The rating agency explained significant external financing becoming available in the very near term, such as through the disbursement of the next tranches under the current IMF programme and related financing, would reduce default risk potentially to a level consistent with a higher rating.
“However, in the current extremely fragile balance of payments situation, disbursements may not be secured in time to avoid a default. Moreover, beyond the life of the current IMF programme that ends in June 2023, there is very limited visibility on Pakistan’s sources of financing for its sizeable external payments needs,” it added.
The downgrade to Caa3 from Caa1 rating also applies to the backed foreign currency senior unsecured ratings for The Pakistan Global Sukuk Programme Co Ltd. The associated payment obligations are, in Moody’s view, direct obligations of the Government of Pakistan.
Concurrent to today’s action, Moody’s has lowered Pakistan’s local and foreign currency country ceilings to Caa1 and Caa3 from B2 and Caa1, respectively. The two-notch gap between the local currency ceiling and sovereign rating is driven by the government’s relatively large footprint in the economy, weak institutions, and relatively high political and external vulnerability risk.
Read More: Moody’s cuts Pakistan’s rating to Caa1
“The two-notch gap between the foreign currency ceiling and the local currency ceiling reflects incomplete capital account convertibility and relatively weak policy effectiveness. It also takes into account material risks of transfer and convertibility restrictions being imposed,” the statement added.
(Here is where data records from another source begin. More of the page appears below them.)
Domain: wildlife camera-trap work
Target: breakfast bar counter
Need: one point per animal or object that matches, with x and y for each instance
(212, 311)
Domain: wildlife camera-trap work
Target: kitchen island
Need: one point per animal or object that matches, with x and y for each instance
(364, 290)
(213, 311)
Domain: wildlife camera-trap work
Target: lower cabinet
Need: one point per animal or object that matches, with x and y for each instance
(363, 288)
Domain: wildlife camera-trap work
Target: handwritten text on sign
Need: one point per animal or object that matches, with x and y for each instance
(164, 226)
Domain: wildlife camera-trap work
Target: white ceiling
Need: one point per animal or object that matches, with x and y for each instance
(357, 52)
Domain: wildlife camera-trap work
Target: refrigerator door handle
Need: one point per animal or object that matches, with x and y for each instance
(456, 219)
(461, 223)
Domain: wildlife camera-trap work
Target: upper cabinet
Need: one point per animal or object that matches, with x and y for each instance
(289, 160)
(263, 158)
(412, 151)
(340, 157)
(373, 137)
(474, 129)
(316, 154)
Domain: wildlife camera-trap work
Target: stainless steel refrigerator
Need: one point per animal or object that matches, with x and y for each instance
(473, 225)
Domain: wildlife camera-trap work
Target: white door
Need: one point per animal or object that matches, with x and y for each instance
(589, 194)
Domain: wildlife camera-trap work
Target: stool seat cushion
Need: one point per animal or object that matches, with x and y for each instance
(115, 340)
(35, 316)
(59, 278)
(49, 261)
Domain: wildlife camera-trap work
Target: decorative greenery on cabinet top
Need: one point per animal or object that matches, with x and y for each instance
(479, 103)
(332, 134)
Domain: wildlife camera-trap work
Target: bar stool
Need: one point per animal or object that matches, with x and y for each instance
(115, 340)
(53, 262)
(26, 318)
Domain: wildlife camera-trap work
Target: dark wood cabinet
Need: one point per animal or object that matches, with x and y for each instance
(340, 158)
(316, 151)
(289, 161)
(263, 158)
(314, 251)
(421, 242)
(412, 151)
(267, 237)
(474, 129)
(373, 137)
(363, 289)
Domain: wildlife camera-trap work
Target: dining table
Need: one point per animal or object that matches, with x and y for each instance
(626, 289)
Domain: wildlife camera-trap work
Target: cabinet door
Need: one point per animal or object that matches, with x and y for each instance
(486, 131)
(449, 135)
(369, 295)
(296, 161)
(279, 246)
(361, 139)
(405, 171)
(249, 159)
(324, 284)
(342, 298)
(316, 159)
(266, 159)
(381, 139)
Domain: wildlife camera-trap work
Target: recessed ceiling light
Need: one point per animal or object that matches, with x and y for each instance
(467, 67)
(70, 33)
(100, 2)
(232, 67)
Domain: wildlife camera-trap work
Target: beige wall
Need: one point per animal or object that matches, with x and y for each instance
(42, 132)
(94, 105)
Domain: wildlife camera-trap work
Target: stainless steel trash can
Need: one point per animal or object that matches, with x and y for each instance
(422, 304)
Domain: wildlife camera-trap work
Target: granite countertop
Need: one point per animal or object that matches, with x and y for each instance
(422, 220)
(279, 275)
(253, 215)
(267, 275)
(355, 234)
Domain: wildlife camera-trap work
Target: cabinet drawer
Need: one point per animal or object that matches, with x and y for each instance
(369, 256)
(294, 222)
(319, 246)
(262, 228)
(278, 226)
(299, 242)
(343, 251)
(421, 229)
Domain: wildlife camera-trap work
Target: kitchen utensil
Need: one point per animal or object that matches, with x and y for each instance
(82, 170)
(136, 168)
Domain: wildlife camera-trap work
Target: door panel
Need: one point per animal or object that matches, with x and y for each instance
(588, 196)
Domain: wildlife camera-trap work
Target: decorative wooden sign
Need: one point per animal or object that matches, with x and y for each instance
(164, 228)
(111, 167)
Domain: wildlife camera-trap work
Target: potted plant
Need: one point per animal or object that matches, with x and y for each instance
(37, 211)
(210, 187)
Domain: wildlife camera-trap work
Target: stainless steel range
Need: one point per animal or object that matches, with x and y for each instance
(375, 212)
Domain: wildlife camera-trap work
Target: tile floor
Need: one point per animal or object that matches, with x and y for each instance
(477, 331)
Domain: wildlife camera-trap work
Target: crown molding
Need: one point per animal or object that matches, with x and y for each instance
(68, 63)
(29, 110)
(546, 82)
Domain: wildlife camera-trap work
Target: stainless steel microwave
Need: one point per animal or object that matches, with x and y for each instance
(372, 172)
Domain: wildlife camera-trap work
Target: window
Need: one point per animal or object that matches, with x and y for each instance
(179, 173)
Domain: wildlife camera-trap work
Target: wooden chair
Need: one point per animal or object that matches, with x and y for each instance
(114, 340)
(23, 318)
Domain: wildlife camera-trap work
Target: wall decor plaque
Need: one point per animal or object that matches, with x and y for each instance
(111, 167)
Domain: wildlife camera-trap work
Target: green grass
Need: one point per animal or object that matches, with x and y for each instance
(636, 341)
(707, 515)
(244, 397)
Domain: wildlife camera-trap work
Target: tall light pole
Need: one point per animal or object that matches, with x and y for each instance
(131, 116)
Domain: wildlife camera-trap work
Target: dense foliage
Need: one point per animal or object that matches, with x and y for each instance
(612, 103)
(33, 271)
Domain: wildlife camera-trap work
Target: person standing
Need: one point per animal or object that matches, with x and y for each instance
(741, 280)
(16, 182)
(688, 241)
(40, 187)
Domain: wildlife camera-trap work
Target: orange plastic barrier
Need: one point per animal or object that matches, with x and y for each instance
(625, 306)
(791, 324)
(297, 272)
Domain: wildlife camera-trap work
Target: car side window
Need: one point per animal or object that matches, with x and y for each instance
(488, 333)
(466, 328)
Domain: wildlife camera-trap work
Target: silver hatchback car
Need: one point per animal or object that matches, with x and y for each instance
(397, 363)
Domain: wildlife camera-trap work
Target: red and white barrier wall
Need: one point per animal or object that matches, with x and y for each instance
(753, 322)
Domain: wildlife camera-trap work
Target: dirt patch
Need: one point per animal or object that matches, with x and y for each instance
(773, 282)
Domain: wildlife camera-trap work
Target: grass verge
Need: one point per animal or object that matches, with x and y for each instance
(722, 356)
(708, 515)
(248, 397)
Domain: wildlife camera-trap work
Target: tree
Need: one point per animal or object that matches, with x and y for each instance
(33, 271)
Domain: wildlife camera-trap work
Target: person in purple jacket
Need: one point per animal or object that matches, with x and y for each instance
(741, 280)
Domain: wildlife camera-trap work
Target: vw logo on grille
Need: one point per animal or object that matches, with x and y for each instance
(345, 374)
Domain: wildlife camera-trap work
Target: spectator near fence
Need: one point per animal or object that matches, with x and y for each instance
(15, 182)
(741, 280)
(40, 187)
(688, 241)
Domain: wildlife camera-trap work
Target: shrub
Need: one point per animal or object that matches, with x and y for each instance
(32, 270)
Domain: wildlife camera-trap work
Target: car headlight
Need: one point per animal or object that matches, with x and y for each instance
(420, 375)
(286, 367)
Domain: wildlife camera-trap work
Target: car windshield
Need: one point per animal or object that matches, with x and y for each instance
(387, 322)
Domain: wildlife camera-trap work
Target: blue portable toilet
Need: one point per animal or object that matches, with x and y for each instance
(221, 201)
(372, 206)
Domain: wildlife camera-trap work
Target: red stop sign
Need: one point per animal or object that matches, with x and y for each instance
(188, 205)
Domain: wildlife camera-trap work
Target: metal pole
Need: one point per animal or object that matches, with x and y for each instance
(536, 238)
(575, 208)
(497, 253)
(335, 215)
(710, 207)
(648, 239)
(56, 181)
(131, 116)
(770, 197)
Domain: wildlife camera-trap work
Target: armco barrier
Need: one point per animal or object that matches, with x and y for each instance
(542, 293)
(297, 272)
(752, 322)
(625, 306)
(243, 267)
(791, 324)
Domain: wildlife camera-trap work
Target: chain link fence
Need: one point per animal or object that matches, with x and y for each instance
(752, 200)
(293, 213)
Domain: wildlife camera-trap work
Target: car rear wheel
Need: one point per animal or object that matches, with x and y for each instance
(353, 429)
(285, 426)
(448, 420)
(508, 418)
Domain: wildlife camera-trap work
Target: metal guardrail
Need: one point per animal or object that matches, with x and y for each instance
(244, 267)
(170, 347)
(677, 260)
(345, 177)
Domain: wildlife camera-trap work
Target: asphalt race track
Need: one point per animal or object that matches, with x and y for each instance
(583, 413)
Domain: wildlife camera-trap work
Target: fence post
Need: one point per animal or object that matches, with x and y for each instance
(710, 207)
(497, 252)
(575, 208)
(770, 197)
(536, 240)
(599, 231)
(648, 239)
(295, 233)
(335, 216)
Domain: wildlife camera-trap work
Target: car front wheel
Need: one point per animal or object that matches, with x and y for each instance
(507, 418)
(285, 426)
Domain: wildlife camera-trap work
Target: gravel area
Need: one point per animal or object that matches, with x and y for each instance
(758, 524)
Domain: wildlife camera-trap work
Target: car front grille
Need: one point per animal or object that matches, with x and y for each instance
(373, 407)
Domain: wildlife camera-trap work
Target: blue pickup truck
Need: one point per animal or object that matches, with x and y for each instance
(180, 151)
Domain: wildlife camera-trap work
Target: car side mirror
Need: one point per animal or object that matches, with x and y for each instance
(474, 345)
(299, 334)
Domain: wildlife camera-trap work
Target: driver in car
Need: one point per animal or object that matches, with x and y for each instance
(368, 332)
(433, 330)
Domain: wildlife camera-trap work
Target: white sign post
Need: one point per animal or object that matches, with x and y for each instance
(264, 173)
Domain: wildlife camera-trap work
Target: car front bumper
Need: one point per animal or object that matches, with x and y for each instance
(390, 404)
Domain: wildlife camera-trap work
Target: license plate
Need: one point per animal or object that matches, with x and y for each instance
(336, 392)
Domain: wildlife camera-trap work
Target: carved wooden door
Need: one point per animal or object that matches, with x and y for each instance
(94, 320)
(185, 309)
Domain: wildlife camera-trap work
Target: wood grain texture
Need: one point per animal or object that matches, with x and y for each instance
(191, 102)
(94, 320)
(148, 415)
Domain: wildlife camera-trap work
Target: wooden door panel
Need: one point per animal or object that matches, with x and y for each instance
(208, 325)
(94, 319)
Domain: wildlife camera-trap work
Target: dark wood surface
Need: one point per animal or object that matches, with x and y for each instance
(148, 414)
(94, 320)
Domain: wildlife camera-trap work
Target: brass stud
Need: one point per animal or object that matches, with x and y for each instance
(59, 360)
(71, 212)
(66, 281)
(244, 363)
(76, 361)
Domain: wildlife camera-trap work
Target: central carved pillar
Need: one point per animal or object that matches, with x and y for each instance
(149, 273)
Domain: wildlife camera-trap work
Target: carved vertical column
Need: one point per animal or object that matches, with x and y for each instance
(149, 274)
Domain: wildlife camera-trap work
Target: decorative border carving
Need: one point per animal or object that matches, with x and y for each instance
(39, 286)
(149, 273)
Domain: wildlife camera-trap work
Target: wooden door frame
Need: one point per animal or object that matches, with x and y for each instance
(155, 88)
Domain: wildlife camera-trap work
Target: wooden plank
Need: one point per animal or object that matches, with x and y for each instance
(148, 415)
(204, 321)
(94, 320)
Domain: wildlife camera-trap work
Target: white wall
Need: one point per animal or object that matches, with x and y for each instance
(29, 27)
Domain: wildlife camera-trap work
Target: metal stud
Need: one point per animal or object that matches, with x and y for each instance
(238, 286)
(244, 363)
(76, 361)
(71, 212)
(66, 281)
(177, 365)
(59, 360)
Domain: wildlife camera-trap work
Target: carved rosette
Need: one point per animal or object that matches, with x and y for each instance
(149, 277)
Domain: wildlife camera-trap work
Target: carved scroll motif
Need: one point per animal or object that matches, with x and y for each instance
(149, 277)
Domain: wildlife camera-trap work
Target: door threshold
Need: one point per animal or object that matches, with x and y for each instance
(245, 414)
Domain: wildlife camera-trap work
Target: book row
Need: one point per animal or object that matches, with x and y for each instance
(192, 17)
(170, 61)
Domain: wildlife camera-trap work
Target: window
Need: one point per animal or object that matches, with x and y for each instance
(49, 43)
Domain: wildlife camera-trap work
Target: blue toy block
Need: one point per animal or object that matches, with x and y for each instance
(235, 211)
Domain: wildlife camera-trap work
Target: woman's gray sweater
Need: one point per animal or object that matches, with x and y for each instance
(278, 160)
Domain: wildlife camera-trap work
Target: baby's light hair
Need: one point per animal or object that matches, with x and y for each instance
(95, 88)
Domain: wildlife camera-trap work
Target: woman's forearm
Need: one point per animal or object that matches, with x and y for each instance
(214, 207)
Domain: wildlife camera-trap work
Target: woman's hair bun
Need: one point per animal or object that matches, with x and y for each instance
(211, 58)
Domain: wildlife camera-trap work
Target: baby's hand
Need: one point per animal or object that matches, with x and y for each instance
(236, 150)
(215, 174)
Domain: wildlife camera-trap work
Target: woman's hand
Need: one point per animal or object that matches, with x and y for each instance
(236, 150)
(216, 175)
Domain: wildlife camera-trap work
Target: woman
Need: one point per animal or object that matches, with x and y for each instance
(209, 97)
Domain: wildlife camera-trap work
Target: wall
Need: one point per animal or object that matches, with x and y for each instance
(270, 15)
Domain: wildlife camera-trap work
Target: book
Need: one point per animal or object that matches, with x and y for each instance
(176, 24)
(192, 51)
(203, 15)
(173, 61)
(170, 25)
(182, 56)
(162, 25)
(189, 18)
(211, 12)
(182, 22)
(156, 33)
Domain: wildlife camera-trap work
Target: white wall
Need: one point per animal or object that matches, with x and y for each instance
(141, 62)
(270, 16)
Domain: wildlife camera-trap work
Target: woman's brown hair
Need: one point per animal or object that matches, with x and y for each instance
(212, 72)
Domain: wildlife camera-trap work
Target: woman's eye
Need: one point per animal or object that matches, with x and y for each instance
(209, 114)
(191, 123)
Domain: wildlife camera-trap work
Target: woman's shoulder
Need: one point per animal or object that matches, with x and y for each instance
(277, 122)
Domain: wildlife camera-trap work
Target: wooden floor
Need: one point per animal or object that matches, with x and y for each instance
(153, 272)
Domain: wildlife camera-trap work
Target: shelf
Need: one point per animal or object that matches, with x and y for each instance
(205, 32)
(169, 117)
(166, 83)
Liquidity and external vulnerability risks
Moody’s stated that the government liquidity and external vulnerability risks have risen further since the agency’s last review in October 2022. “Amid delays in securing official sector funding, risks that Pakistan may not be able to source enough financing to meet its needs for the rest of fiscal 2023 (ending June 2023) have increased,” it stated.
“Beyond this fiscal year, liquidity and external vulnerability risks will continue to be elevated, as Pakistan’s financing needs will remain significant and financing sources are far from secure. At the same time, prospects of the country materially increasing its foreign exchange reserves are low,” it added.
Overall, Moody’s estimates that Pakistan’s external financing needs for the rest of the fiscal year ending June 2023 to be around $11 billion, including the outstanding $7 billion external debt payments due. The remainder includes the current account deficit, taking into account a sharp narrowing as imports have contracted markedly.
To meet these financing needs, Pakistan will need to secure financing from the IMF and other multilateral and bilateral partners. Despite recent delays, Moody’s assumes successful completion of the ninth review of the existing IMF programme, although this is not secured yet.
This would in turn catalyse financing from other multilateral and bilateral partners. At the same time, the government will also need to obtain the roll-over of the $3 billion China SAFE deposits and secure $3.3 billion worth of refinancing from Chinese commercial banks for the rest of this fiscal year.
Read More: Fitch cuts Pakistan’s sovereign credit rating to CCC-
While this year’s external payments needs may be met, the liquidity and external position next year will remain extremely fragile. Pakistan’s external debt repayments will remain high for the next few years.
Moody’s estimates Pakistan’s external financing needs for fiscal 2024 are around $35-36 billion. Pakistan has about $25-26 billion worth of external debt repayments (including interest payments) to make in fiscal 2024, including a $1 billion Eurobond due in April 2024. In addition, Moody’s estimates Pakistan’s current account deficit at around $10 billion.
“Pakistan’s financing options beyond June 2023 are highly uncertain. It is not clear that another IMF programme is under discussion and if it does happen, how long the negotiations would take and what conditions would be attached to it. However, in the absence of an IMF programme, Pakistan is unlikely to unlock sufficient financing from multilateral and bilateral partners,” it added.